INGRID OHAYON

"Pourquoi ne pas concevoir comme une oeuvre d'art, l'exécution d'une oeuvre d'art ?"
Paul Valéry

Peindre des émaux sur terre de grès : Interview d’Ingrid d’Ohayon, Peintre Céramiste Professionnelle

Ingrid Ohayon lors d'une exposition

Eliora Bousquet :  Bonjour Ingrid Ohayon. Nous nous sommes rencontrées lors de ma première exposition personnelle, autour d’une passion commune : la musique, notamment le jazz, dont nombre de vos œuvres semblent être inspirées (voir ci-dessous).

Lorsque j’ai découvert ces dernières, j’ai été saisie par la légèreté du geste et une sensation de dynamisme, sur un support pourtant lourd, car fait de grès.
Votre technique, peu connue, m’intrigue. Il me semble que vous peignez uniquement avec des pigments et colorants. Pourriez-vous (sans toutefois dévoiler vos secrets de fabrication qui font votre style unique ????) m’expliquer comment vous arrivez à ce rendu et quels matériels et matériaux vous utilisez (pigments, terre,…) ?

bandeau 1 jazz ingrid ohayon

Ingrid Ohayon :  Bonjour Eliora ! Avant de venir à votre première exposition personnelle j’avais découvert les peintures de votre collection "Visions célestes" et j’étais éblouie par vos couleurs et impressionnée par votre imaginaire.

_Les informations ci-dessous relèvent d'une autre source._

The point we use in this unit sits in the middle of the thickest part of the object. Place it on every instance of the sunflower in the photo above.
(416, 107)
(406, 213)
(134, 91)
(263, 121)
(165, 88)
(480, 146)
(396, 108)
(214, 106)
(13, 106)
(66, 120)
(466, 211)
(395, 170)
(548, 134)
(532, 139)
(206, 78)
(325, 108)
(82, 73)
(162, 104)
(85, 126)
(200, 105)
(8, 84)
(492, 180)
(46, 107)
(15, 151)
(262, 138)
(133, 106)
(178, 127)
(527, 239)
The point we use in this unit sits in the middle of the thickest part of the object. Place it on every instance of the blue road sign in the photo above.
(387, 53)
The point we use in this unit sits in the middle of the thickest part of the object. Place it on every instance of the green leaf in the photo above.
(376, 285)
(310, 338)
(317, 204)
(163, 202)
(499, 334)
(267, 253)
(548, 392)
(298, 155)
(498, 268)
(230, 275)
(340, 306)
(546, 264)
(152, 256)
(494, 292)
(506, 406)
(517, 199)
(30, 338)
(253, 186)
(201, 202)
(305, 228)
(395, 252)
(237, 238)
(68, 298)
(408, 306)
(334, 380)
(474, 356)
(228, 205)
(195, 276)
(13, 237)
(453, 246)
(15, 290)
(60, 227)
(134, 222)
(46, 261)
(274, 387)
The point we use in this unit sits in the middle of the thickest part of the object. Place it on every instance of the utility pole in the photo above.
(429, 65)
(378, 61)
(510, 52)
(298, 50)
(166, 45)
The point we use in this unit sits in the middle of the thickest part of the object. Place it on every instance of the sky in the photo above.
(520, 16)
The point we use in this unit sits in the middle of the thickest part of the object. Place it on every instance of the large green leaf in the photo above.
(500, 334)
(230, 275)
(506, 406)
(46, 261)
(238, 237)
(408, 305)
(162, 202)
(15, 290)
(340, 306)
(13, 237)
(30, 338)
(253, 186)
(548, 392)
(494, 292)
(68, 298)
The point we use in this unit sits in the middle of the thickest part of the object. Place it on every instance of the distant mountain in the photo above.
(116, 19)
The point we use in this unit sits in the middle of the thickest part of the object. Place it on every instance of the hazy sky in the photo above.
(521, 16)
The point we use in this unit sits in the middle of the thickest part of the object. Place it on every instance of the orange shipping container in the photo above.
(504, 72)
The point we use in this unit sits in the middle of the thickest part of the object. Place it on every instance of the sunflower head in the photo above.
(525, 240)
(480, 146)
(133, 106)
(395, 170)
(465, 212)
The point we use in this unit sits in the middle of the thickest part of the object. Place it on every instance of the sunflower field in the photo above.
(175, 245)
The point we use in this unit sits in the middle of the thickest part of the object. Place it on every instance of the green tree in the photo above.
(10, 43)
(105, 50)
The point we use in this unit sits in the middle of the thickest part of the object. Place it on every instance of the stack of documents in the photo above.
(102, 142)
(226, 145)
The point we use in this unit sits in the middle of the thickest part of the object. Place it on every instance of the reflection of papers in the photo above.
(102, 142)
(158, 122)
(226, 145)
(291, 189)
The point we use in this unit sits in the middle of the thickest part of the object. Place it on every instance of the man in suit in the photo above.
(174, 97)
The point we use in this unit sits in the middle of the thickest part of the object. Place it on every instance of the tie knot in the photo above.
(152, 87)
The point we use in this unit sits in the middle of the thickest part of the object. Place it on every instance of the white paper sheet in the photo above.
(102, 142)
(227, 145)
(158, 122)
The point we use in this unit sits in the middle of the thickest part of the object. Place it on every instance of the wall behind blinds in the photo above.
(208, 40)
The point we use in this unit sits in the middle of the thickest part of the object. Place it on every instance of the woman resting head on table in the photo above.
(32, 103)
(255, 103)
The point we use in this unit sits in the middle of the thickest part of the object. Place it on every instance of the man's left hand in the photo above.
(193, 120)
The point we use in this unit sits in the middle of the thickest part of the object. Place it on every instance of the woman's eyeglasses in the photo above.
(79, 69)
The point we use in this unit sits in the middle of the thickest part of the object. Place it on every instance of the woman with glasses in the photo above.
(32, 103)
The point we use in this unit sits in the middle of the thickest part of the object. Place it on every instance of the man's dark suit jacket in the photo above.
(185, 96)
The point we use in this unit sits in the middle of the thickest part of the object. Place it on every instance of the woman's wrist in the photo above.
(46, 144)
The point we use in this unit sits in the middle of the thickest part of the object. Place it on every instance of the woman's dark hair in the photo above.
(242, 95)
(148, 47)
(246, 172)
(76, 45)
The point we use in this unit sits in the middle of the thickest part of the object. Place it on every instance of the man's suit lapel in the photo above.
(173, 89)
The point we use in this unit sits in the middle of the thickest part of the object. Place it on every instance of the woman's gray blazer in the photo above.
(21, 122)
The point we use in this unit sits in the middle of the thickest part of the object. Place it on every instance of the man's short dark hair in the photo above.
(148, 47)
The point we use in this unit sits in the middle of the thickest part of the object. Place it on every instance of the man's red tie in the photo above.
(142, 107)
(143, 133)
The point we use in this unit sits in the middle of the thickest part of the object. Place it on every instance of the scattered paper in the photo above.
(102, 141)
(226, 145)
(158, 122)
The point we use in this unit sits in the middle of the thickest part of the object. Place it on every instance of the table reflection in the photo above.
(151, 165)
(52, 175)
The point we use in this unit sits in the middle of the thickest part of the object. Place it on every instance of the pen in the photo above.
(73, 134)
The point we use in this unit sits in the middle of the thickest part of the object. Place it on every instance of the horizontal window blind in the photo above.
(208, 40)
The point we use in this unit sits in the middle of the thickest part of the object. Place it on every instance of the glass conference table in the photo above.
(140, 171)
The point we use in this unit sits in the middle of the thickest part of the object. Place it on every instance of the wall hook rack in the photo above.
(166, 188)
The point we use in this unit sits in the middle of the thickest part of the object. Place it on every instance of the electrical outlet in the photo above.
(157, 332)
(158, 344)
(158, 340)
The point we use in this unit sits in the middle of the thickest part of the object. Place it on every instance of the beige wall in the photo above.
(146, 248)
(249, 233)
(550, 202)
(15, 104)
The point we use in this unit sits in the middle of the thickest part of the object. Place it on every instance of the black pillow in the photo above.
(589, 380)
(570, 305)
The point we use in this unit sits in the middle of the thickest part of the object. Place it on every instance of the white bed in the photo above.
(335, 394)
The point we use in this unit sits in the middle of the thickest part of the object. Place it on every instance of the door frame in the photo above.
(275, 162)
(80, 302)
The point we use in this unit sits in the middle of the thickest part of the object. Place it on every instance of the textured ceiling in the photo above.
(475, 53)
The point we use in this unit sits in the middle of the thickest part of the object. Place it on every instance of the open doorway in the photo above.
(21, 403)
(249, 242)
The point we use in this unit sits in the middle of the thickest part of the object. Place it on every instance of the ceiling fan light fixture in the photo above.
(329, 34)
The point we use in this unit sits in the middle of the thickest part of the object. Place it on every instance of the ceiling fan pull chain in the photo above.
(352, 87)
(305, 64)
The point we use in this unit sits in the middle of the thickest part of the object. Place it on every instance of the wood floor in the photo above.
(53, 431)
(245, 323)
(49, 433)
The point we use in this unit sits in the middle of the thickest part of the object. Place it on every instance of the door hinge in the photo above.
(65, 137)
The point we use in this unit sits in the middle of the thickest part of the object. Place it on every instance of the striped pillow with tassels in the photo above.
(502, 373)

Plus tard, j’ai découvert vos peintures parlant de musique, une discipline que j’ai toujours rêvé d’exercer. Mais à défaut de moyens et de talent, j’ai laissé souvent parler mes tableaux de ce que j’ai toujours admiré.

En ce qui concerne mes créations, elles consistent en majorité par des peintures aux émaux de grès selon une méthode que j’ai trouvée après de longues recherches et d’essais et qui ne sera jamais parfaite, car elle est dépendante de beaucoup de phénomènes qu’il m’est impossible de maitriser.

J’utilise des terres de grès sur lesquelles je peins avec des colorants, oxydes, pigments et émaux que je mélange, juxtapose ou superpose, selon les couleurs ou les effets que je souhaite obtenir. Cependant, après cuisson, elles sont souvent très loin de ce que j’avais imaginé ! Toutes les couleurs, qu’il s’agisse d’émaux, oxydes, pigments ou colorants se présentent en poudres que je mélange avec de l’eau en ajoutant un peu de colle céramique. Quand la terre est complètement sèche je passe aux cuissons.

Eliora Bousquet :  Sur un plan purement technique, à combien de degrés doit-on chauffer la terre afin que l’œuvre soit prête ?

Ingrid Ohayon :  La première cuisson monte à 980°C et l’on obtient alors ce qu’on appelle le "biscuit", c’est-à-dire une faïence sans glaçure que j’applique ensuite, avant une deuxième cuisson, montant jusqu’à 1280°C.

Eliora Bousquet :  En cas d’erreur, peut-on retravailler une peinture sur terre de grès ?

Ingrid Ohayon :  Du fait que les poudres mélangées à l’eau sont volatiles une fois sèches, il est très difficile de faire des vraies corrections ou changements, car la terre encore humide absorbe tout de ce qui vole.

Eliora Bousquet :  La taille du four doit nécessairement conditionner la taille de l’œuvre, ce qui représente une contrainte. Quel est le format moyen de vos œuvres ? Pour une personne souhaitant acquérir un plus grand format, réalisez-vous des triptyques ?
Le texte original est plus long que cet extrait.